完全ガイド:Bernina 770 QE/765 ファームウェア更新とPLUSアップグレード

ミシンの「頭脳(ファームウェア)」を更新する作業は、緊張感があるのが普通です。再起動中に画面が暗転すると、経験者でも一瞬ヒヤッとします。いまこの瞬間だけは、機械の制御を“データ”に預けることになるからです。

とはいえ、Berninaの「PLUS」アップグレードは単なる修正ではなく、機能を拡張するための正式なアップグレードです。

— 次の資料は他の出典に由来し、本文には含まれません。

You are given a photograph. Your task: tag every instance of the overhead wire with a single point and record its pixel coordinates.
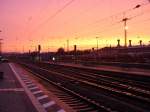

安全に到達するには、説明書の手順をなぞるだけでなく、作業の衛生管理(ミスを起こさない段取り)が重要になります。

このガイドは、Bernina 770 QE/765で実際に行われている流れ(ダウンロード→USB準備→本体更新→ID取得→オンラインでActivation Key発行→本体で有効化)を、作業者目線で「見落としやすいポイント」まで含めて整理したものです。

Liz standing behind two Bernina sewing machines with the upgrade box.
Introduction

まず全体像:なぜこの順番なのか/どこで失敗しやすいのか

アップグレード作業は、大きく次の3フェーズに分かれます。

  1. 物理準備:USBメモリの条件(ここが最頻の失敗ポイント)
  2. デジタル導入:本体へファームウェアを書き込み(中断厳禁)
  3. アクティベーション:Product KeyとMachine IDを使って有料機能を解放

よくある失敗(先に潰す)

  • 「ZIPのまま問題」:解凍せずにZIPを入れてしまい、本体が更新ファイルを認識しない
  • 「容量・形式問題」:大容量USB(64GB以上など)で、既定がexFATになっていて読めない
  • 「バックアップ忘れ」:設定や保存データが更新後に残らず、復旧に時間がかかる

準備物:説明書に書かれない“実務セット”

必須

  • USBメモリ:空のもの/32GB以下FAT32でフォーマット
  • Bernina PLUS Upgrade Kit:箱の中のカード(Product Key)が必要
  • インターネット接続できるPC
  • 紙とペン:Machine IDを書き留めるため

あると作業が安定するもの(動画内で推奨されている範囲での現場的補助)

  • スマホのカメラ:Machine IDなどの長い英数字は、書き写しミス防止に「画面を撮る」のが確実

注意(作業姿勢):更新作業中は他の作業を並行しないでください。Machine IDやメールアドレスの入力ミスは、再発行や問い合わせの手間につながります。

事前チェック:Go/No-Go

Step 1に進む前に、すべてチェックしてください。

  • USB条件:32GB以下/空/FAT32
  • 記録手段:紙とペン、またはスマホで画面を撮れる
  • アクセスbernina 刺繍ミシン のサポートページにアクセスできる(ファームウェア入手先)

Step 1:ファームウェアの入手とUSB準備(ここで9割決まる)

本体が読めるのは「決められた形で置かれた更新ファイル」です。PC側はZIPでまとめたり、フォルダに入れたくなりますが、ここはミシンのルールに合わせます。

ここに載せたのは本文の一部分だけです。